Performance comparison

As the main objective of using data-driven methods instead of CFD methods for predicting flow physics is to reduce the computational time, in this section a comparison of the computational time required by each method to perform the predictions is conducted. Table 8 shows this comparison. In both cases a single Intel Xeon Gold 5120 CPU core was used.

Table 8 Computational time required by each method to obtain the predictions of velocity and pressure fields.

CFD simulations required an average of 27,528.21 s to obtain high-fidelity results with low residuals. In contrary, the CNN required 56.46 s to predict the velocity and pressure fields of the 22 geometries of the test set, which means that an average of 2.57 s is required to obtain the predictions of a single geometry.
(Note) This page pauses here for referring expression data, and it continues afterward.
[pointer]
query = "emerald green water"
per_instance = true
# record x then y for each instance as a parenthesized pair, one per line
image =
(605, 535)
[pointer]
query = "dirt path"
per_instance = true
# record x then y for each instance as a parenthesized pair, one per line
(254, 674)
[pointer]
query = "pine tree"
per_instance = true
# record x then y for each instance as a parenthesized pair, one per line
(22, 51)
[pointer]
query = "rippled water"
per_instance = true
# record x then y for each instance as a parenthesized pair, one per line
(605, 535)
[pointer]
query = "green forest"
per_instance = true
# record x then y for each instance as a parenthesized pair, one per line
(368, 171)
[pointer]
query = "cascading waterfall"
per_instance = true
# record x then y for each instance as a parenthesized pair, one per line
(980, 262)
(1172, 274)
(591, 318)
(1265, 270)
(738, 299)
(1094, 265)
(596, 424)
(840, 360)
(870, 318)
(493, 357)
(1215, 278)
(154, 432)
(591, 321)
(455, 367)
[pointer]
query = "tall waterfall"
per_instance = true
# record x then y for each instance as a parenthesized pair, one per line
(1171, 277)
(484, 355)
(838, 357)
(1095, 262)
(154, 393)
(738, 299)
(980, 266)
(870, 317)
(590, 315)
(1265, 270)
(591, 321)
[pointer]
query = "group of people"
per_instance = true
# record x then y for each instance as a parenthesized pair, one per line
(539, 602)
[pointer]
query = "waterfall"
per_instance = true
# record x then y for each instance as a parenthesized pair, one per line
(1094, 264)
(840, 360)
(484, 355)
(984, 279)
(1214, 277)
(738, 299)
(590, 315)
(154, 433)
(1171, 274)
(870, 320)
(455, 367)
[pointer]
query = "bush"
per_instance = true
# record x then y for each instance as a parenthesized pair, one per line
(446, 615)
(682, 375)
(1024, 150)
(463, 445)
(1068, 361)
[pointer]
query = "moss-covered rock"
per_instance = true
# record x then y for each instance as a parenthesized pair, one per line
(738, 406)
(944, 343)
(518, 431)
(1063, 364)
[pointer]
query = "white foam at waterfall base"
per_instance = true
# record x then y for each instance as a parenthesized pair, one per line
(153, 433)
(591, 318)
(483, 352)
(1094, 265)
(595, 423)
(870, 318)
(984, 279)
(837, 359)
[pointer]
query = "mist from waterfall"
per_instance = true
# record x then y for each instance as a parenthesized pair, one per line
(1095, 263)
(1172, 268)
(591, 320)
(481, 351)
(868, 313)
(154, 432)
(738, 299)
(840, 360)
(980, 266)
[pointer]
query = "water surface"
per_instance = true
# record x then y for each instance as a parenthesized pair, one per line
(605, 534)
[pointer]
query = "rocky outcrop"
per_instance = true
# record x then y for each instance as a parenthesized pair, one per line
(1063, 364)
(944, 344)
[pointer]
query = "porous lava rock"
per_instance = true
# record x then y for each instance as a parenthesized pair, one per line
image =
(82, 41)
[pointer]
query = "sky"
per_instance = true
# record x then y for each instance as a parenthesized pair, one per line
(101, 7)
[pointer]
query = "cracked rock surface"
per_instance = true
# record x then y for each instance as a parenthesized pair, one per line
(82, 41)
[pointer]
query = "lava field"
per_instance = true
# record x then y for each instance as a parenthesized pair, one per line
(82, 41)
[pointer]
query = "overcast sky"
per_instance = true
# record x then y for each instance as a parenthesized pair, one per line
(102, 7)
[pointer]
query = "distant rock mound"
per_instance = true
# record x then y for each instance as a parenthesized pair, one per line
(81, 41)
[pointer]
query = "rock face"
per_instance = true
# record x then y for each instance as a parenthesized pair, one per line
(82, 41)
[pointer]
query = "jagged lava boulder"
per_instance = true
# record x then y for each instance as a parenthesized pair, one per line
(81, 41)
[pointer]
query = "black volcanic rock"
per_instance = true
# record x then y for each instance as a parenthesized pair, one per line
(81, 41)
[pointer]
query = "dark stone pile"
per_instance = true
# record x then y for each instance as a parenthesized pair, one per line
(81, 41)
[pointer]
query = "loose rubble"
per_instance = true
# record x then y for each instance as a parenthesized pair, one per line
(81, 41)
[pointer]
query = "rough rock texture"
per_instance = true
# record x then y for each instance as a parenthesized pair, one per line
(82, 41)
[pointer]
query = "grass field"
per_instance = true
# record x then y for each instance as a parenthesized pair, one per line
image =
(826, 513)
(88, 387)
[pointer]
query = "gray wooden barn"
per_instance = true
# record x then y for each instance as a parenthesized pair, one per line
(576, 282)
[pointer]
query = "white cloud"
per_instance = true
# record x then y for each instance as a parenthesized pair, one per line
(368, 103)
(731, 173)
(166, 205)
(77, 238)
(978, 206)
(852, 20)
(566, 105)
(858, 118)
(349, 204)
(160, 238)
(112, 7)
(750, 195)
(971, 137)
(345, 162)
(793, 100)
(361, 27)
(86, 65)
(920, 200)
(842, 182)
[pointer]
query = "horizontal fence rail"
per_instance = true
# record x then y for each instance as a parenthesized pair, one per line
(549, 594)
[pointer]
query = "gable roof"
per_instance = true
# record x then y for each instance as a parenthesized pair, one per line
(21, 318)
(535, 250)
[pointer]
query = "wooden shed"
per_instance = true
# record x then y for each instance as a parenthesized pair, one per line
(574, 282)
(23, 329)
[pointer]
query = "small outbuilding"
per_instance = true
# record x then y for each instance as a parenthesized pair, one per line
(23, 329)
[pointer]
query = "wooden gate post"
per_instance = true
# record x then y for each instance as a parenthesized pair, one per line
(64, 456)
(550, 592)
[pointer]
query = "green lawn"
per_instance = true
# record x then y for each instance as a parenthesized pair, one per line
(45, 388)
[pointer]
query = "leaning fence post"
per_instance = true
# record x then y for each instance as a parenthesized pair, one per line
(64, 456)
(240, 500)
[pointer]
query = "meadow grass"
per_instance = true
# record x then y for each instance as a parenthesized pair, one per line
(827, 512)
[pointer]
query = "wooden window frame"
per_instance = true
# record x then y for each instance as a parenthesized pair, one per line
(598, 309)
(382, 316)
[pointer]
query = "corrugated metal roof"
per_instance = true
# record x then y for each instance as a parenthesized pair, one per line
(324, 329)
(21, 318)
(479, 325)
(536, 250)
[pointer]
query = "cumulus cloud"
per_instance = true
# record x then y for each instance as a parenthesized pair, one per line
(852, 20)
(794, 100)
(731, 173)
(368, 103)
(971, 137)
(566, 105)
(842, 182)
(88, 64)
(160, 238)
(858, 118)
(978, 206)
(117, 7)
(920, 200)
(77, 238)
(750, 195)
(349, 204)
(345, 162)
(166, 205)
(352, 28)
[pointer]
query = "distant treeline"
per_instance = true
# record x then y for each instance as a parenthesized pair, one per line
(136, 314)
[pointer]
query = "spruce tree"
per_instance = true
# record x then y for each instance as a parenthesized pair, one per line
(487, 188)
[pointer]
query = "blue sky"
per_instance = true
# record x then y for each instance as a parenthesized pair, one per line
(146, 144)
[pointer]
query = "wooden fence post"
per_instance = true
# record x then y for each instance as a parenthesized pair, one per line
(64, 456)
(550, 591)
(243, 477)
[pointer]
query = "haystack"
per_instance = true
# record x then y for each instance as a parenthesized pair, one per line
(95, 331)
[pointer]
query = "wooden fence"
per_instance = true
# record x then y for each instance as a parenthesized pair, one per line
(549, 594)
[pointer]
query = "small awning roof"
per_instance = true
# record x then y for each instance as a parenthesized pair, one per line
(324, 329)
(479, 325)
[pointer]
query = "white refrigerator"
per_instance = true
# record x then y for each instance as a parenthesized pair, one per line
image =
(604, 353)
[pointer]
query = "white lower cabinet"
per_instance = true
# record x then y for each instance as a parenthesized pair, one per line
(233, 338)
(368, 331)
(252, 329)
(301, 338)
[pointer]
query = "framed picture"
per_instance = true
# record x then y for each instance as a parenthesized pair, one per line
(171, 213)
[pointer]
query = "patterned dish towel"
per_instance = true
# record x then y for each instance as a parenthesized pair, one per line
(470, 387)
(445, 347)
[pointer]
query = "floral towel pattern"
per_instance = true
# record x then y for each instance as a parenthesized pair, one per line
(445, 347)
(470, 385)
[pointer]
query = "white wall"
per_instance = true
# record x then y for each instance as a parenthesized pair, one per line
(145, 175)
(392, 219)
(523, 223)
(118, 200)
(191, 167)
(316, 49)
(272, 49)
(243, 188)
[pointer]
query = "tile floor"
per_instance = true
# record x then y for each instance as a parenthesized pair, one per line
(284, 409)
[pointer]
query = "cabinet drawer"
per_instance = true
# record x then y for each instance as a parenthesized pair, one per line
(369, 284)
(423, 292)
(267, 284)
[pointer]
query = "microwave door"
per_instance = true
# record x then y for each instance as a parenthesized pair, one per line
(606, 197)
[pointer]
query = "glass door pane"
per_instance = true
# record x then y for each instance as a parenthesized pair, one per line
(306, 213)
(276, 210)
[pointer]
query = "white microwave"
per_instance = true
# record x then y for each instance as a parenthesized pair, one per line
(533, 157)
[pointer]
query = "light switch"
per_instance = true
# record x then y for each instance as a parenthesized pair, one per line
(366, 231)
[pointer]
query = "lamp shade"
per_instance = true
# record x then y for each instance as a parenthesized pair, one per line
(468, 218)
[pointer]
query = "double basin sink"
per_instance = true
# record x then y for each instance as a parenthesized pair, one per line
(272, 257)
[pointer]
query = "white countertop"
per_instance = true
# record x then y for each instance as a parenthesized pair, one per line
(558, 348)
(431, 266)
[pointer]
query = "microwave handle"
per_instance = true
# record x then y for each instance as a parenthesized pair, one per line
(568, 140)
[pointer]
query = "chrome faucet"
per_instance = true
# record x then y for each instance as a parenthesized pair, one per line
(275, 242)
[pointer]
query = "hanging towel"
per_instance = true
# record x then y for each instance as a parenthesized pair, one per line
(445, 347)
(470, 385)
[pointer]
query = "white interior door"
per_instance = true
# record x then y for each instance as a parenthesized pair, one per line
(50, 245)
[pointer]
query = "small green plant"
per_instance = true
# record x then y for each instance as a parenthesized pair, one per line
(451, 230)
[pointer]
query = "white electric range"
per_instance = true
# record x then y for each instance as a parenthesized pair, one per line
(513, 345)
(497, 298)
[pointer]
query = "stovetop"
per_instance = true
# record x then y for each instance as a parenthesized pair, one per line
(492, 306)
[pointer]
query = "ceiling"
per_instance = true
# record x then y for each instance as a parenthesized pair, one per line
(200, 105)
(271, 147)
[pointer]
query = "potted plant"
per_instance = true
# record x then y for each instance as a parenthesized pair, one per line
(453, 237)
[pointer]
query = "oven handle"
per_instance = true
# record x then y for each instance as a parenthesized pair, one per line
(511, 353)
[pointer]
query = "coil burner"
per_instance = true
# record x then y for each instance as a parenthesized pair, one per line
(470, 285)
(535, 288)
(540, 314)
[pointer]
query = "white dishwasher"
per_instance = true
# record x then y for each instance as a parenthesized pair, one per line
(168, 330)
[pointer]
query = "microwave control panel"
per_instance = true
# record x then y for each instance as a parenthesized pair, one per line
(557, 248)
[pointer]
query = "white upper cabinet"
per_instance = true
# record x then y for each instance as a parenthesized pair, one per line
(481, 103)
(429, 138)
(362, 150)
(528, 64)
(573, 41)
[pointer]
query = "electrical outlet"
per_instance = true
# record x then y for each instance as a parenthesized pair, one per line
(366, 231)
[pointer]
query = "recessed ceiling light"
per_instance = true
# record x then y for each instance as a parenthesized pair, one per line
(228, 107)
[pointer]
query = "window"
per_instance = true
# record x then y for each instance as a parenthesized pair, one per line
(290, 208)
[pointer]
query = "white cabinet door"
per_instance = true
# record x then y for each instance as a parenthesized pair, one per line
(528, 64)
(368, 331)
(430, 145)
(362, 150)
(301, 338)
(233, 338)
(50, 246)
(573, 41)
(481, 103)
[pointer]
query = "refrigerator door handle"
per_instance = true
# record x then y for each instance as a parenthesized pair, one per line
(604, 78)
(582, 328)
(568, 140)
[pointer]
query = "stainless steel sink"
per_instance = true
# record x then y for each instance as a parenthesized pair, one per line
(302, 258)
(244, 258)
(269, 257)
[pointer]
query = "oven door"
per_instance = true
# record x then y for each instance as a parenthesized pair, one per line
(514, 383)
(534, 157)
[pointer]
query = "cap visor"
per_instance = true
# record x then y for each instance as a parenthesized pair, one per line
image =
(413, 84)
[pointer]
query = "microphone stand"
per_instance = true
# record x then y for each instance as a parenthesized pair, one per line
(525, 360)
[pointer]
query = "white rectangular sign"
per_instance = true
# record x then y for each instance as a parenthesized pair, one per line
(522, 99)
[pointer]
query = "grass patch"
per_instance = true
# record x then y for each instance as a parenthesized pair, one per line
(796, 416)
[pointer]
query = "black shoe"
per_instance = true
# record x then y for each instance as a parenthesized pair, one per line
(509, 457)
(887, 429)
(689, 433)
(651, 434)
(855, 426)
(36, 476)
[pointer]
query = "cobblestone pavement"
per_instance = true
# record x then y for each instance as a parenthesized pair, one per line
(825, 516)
Therefore, the CNN proposed in this study is 10,711 times faster than CFD simulations. Nonetheless, the training of the proposed networks required about 24 h, using the previously-mentioned hardware.

Conclusions

In the present article, CFD simulations to analyze the aerodynamics of different bus geometries were conducted. With the obtained results, a CNN for velocity- and pressure-field prediction around the mentioned geometries was trained, with the objective of assessing the capacity of the CNN to reproduce the flow fields obtained with CFD tools. Since this study is focused on the suitability of the CNN to study the potential of CNN based ML methods for prediction ground vehicle aerodynamic characteristics, basic CFD methods and models have been employed, in order to reduce computational resources and time. Additionally, as one of the main disadvantages of DL-based methods with respect to CFD is the limited flexibility they provide to represent the computational domain with an appropriate meshing, an alternative meshing technique for the CNN is proposed, which tries to resemble the meshes used in CFD simulations.

The velocity and pressure fields demonstrate that the CNN is able to accurately predict the flow phenomena around the buses. The flow fields show that the most troubleshooting area for the CNN is the boundary layer, showing the largest errors in that region. Nevertheless, in the wake behind the vehicles, which is the most affected area by the diffuser modifications, the predictions are accurate, showing low errors, except for the Ahmed body where these errors are slightly larger. Even so, since the geometry of the Ahmed body is markedly different from the other geometries used in training, and errors are relatively low, this is not considered a problematic case.

The data distribution histograms show that the results obtained with both methods are similar, in both values and trend. This analysis shows that, for all the evaluated magnitudes, the CNN does not properly predict the values located at the extremes of the data distribution. However, in the most repeated values, the data distribution is nearly equal with both methods.

Regarding the CNN mesh comparison, the mesh proposed for CNN performance enhancement is able to reduce both the maximum and mean errors. As shown in the qualitative comparison, the maximum errors appear in the boundary layer. As the resolution of the proposed mesh is higher in this region, the predictions are more accurate, reducing the error. Although in the areas farther away from the geometry the resolution is worse, as in these areas the influence of the geometry is less significant, and therefore, more generalizable for all cases, in that area the errors remain almost equal. This implies a reduction of the mean and maximum error.

As for computational time, the CNN reduces the computational time required to obtain the results in four orders of magnitude, using the same hardware. These results are within the expected range, given that the main reason for using data-driven methods instead of the traditional numeric methods is the substantial reduction of computational time and resources that this kind of methods entail.

Nevertheless, the current neural network model presents some limitations regarding the domain and boundary layer modelling. On one hand, the domain resolution is limited to two dimensional simulations or coarse meshes and, in the other hand, the predictions within the boundary layer are improvable.